DEKALB, Ill. (CBS) ― In the movie "Changeling," a mother appears to be reunited with her kidnapped son. But then she discovers it's not really her son.

It may seem like something that only happens in the movies, but it's based on a true story.

The mix up actually started in a northen Illinois town. CBS 2's Mike Puccinelli reports on the real story behind the silver screen.

DeKalb, Illinois seemed like a welcoming place in the summer of 1928 when a young runaway from Iowa arrived there and lied his way into a sensational California missing person's case. The story is chronicled in the Hollywood film "The Changeling," starring Angelina Jolie.

But it really began in downtown Sycamore when 11-year-old Arthur Hutchins Jr. decided to pretend he was Walter Collins, a nine-year-old California boy who vanished in March of 1928.

"He just disappeared. His mother came home from work and he was gone," said DeKalb County historian Phyllis Kelley.

It was a headline-grabbing case that Hutchins heard or perhaps read about before he was picked up in DeKalb and brought to jail in nearby Sycamore -- that's where he was taken in by the county sheriff who let the boy move in with her family.

"She had him play with her own kids. He became kind of embraced by the community," said DeKalb mayor Kris Povlsen.

In no time, Hutchins started to claim he was Walter Collins.

"He told the sheriff he was the kidnapped son of Mrs. Collins," Kelley said. "This boy just lied like crazy."
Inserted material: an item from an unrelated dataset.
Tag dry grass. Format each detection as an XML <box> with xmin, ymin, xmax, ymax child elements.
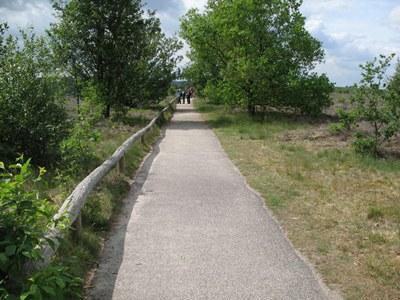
<box><xmin>199</xmin><ymin>103</ymin><xmax>400</xmax><ymax>299</ymax></box>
The lies were so convincing to some that Hutchins was eventually sent to meet Walter Collin's mom in California. It's something Hutchins later said he did for fun. What happened to Miss Collins was anything but.

"They told Mrs. Collins that she was crazy. She had to accept him. She wasn't accepting him and they put her in an institution in California because she denied that he was her son," Kelley said.

The reason, because that way authorities could close the book on a high profile kidnapping case. Collins was eventually freed when the 11-year-old imposter fessed up saying in writing: 'I said I was Walter Collins because I wanted to get into the movies in Hollywood…and 80 years later, he did just that.

Walter Collins was never found. He is believed to have been the victims of a notorious child killer who was later executed.